Pten deletion resulted in fasting hyperglycemia of mutant animals. (A) Fasting plasma glucose levels. Animals fasted for 16 h, and plasma glucose levels were measured (10 animals). (B) Glucose tolerance test. Animals fasted overnight (16 h) before glucose tolerance test. Glucose (2 g/kg of body weight) was injected at time zero, and glucose levels were measured before injection and at 5, 15, 30, 60, and 120 min thereafter (10 animals). (C) Insulin tolerance test. Animals fasted overnight (16 h) before insulin tolerance test. Insulin (1 U/kg of body weight) was injected at time zero; glucose measurements were obtained before injection and at 5, 15, 30, 60, and 90 min thereafter (eight animals). Arrows indicate times at which most mutant animals needed to be rescued, due to hypoglycemic seizures. (D) Fasting plasma triglyceride and nonesterified fatty acid levels in samples from five animals. Data are presented as means ± standard error of the mean. *, statistical significance at P values of ≤0.05.
FIG. 6.
FIG. 6.
Pten deletion protected mutant animals from STZ-induced β-cell loss. Histology analysis of islets treated with STZ. Untreated pancreas (left); pancreas 7 days after STZ treatment (middle); pancreas 2 months after STZ treatment (right). (A to L) Hematoxylin and eosin (H&E)-stained sections, showing islet morphology. Magnification, ×20 (A to F); ×100 (G to L). Bar, 50 μm (A to F) or 25 μm (G to L).

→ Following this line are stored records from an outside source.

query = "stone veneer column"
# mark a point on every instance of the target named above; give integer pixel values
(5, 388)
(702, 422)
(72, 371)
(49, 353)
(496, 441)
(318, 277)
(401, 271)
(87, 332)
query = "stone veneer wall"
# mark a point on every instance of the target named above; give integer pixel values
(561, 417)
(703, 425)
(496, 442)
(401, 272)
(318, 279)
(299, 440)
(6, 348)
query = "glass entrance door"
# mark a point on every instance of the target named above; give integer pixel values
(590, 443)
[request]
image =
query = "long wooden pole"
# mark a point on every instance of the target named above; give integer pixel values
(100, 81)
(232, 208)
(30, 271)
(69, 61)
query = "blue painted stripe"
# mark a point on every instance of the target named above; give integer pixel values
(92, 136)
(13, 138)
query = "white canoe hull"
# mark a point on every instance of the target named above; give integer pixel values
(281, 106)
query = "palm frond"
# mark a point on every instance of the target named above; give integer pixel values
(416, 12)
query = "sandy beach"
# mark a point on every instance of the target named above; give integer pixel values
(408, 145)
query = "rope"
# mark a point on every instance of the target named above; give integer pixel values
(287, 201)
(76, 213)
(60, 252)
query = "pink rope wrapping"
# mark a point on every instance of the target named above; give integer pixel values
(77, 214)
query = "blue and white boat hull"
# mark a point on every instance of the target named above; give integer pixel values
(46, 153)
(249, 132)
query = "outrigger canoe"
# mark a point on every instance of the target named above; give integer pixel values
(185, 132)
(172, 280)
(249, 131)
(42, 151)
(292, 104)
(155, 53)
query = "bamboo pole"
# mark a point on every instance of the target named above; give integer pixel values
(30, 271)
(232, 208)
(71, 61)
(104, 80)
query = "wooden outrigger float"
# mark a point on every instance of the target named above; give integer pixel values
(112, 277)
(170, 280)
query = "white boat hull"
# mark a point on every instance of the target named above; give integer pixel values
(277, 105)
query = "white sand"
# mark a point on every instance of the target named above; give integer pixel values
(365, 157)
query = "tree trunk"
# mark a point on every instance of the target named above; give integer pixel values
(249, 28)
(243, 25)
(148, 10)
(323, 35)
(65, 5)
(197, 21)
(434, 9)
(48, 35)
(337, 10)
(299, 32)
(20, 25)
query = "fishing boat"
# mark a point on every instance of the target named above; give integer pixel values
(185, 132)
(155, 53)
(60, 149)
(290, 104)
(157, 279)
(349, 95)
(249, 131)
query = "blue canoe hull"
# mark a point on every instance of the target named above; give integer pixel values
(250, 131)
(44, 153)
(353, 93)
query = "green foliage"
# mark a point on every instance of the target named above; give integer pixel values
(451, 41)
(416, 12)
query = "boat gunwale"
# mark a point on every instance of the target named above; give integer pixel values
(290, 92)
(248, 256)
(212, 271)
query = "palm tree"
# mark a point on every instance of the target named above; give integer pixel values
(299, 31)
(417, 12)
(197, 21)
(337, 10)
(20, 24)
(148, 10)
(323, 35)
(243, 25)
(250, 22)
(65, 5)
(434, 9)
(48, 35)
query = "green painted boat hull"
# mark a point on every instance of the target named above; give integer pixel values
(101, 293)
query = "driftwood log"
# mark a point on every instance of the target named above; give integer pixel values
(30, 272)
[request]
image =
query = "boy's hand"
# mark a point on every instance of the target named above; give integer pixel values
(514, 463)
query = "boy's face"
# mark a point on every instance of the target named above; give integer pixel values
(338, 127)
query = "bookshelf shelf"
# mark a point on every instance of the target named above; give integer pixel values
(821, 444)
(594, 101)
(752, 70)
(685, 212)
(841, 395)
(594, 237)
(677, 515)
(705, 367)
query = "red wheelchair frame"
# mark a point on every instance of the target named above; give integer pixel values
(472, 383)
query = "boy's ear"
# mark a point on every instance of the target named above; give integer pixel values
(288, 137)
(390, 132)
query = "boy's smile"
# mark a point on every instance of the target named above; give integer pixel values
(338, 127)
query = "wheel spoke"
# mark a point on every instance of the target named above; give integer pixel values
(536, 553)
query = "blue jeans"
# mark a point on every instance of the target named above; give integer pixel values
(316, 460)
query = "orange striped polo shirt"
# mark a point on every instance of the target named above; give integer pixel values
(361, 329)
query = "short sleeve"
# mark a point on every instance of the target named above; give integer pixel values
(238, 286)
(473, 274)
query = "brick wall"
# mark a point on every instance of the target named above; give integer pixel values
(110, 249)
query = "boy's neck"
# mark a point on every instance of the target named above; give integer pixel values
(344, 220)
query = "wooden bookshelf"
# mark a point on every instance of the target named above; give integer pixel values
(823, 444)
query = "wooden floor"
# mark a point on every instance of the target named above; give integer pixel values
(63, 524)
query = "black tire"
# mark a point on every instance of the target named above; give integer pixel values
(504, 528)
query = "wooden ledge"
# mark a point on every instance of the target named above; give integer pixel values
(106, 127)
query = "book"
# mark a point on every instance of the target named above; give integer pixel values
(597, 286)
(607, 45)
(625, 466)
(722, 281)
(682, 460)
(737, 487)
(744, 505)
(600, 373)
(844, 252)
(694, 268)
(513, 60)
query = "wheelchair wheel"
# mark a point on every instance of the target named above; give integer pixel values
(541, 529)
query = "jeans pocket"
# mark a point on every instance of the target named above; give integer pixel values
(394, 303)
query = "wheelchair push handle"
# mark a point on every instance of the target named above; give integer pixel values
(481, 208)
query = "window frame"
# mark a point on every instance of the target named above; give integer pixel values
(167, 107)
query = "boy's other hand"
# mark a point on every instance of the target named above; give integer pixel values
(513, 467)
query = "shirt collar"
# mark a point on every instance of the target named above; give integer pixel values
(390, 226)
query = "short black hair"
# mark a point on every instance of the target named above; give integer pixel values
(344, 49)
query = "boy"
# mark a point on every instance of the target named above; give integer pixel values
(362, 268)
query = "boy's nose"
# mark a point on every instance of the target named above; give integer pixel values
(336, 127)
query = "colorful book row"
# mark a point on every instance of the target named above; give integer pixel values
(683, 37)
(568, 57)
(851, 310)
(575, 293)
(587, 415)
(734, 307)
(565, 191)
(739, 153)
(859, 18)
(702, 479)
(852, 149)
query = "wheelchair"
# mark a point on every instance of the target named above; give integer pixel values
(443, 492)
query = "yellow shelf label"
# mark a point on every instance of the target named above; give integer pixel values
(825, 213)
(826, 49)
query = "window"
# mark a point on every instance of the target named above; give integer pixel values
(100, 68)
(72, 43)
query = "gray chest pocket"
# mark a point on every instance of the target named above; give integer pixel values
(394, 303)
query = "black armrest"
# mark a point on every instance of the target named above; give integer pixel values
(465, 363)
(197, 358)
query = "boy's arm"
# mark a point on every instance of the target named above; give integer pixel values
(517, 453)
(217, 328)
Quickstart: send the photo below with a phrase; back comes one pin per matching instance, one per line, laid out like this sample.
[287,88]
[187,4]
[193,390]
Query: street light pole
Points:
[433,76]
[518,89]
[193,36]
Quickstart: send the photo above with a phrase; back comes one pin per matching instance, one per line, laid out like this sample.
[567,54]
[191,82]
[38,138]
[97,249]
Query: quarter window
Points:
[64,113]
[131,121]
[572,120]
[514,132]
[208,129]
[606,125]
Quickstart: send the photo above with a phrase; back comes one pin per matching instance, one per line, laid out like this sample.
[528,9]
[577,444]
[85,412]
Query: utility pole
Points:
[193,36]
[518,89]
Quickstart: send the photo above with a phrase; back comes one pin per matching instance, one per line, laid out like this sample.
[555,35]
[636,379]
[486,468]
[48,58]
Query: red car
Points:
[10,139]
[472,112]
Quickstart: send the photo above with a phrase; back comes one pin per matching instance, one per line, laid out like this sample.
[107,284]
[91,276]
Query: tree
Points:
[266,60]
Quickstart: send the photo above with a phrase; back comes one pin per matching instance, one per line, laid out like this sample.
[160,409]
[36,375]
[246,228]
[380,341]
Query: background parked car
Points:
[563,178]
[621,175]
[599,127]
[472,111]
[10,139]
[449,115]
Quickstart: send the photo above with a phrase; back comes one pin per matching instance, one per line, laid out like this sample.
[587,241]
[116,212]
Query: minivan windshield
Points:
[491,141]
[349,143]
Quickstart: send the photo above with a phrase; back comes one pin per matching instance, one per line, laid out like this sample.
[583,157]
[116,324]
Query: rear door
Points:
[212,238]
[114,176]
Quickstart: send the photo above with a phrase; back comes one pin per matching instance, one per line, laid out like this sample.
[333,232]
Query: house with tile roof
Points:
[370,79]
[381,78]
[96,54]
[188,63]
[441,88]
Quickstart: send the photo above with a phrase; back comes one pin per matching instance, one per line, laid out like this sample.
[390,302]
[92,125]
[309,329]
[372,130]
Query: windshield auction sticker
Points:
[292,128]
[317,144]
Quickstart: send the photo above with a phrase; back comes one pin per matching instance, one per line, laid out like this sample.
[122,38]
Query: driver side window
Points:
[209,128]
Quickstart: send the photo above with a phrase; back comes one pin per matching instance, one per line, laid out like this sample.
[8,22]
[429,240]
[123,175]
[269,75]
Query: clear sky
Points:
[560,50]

Arrows indicate lymphocyte infiltration. (M to R) Immunohistochemical staining of insulin-positive cells. Bar, 25 μm.
FIG. 7.
FIG. 7.
Pten deletion increases β-cell proliferation, decreases apoptosis, and prevents hyperglycemia in STZ-treated animals. (A) BrdU pulse-labeling of control and mutant islets 7 days after initial STZ treatment (magnifications, ×40 [left] and ×100 [middle]). Red, insulin; green, BrdU. Quantification is shown in the right-hand panel. (B) Colocalization of PTEN and BrdU+ proliferating cells (confocal image magnification, ×60). Red, PTEN; green, BrdU. Insets, higher magnification showing colocolization of BrdU and PTEN in control but not in mutant pancreas. (C) TUNEL staining of control and mutant islets 7 days after initial STZ treatment (magnification, ×100). Red, insulin; green, TUNEL. Quantification is shown in the righthand panel. (D) STZ-induced hyperglycemia. (Left) Glucose levels of six STZ-treated animals. (Right) Percentage of animals free of diabetes after STZ treatment.
FIG. 8.
FIG. 8.
Pten deletion protects mutant animals from oxidative stress. (A) Isolated islets from control and mutant animals were subjected to 2 mM STZ treatment for 30 min. Islets were allowed to recover overnight. Images were taken the next morning. Images are representative of three experiments. (B) TUNEL staining of pancreatic sections from animals treated with a single dose of 200 mg STZ/kg for 36 h. Experiment used two animals per genotype group.